A travers les centres sociaux, Reggio s'efforce de multiplier les points de contact entre étrangers et Italiens, notamment dans le quartier de la gare où vivent plus de 50 % d'immigrés : "On voit bien que le restaurateur chinois a les mêmes problèmes que le barbier italien", explique un membre d'une association. Résultat : la ville est devenue une des plus sûres d'Italie. "Les choses que j'entends à la radio n'arrivent pas à Reggio", assure Bandaogo Seni, un immigré venu du Burkina Faso. Mais tous l'admettent : "Le contexte politique rend les choses plus difficiles." Car le maire et son équipe ne peuvent offrir aux étrangers "extracommunautaires" ce que l'Etat leur refuse et qu'ils réclament en priorité : le droit de vote aux élections administratives et des procédures plus rapides d'accès à la citoyenneté italienne - le droit du sang prévaut depuis l'époque où les Italiens émigraient de par le monde. "Le gouvernement traite l'immigration comme si les gens allaient repartir dans leur pays, comme les Italiens qui sont revenus dans leur pays fortune faite", déplore André Lekeunen, un étudiant en droit camerounais.

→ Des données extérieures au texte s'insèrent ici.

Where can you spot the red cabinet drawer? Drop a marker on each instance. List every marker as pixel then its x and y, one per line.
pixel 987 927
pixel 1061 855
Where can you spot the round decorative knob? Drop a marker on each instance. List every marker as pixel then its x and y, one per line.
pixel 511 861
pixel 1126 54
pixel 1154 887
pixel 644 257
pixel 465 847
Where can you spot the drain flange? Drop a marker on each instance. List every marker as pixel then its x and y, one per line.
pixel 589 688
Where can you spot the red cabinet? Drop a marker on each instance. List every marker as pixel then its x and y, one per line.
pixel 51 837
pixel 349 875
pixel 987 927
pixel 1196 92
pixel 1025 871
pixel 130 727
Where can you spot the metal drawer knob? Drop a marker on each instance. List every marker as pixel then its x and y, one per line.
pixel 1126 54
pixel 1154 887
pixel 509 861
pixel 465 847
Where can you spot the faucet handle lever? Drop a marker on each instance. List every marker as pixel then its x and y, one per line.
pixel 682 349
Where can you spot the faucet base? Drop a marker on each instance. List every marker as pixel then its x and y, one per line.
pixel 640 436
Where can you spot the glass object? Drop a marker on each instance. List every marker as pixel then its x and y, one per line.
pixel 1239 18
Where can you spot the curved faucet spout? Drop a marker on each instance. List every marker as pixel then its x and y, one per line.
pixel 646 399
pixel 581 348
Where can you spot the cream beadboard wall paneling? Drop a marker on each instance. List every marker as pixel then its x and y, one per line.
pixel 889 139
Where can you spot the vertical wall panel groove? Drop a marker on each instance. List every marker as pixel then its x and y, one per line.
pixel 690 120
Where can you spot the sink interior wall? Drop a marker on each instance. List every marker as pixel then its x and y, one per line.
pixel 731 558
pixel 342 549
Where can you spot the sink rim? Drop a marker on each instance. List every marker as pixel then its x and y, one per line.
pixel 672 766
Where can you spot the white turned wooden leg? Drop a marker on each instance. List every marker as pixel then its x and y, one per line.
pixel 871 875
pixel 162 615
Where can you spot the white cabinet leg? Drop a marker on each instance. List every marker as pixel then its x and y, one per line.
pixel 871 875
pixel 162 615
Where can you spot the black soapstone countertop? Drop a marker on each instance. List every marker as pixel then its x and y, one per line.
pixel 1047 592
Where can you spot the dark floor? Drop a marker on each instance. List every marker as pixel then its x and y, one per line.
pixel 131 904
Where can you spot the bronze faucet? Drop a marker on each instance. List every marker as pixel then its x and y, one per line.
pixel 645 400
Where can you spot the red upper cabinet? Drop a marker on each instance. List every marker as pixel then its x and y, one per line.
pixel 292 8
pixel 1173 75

Malgré trois lois sur l'immigration, malgré la politique répressive du gouvernement, chaque jour ou presque de nouvelles embarcations lâchent leurs flots de clandestins apeurés et transis dans le port de Lampedusa. Les 14 centres de rétention de la Péninsule sont devenus trop petits. Le gouvernement en promet 10 supplémentaires et loge les candidats à l'immigration dans des hôtels. Chaque jour, la tension monte entre les Italiens et les nouveaux arrivants.
Mario Marazitti, de la communauté Sant'Egidio, se souviendra longtemps de la visite à Rome de la ministre de la justice du Burkina Faso. Il l'accompagnait au Palazzo Chigi, siège du gouvernement, pour signer un accord entre le Burkina et l'Italie afin de mieux organiser le recensement de la population immigrée, lorsqu'un quidam a lancé au passage de la ministre : "Négresse, retourne chez toi !"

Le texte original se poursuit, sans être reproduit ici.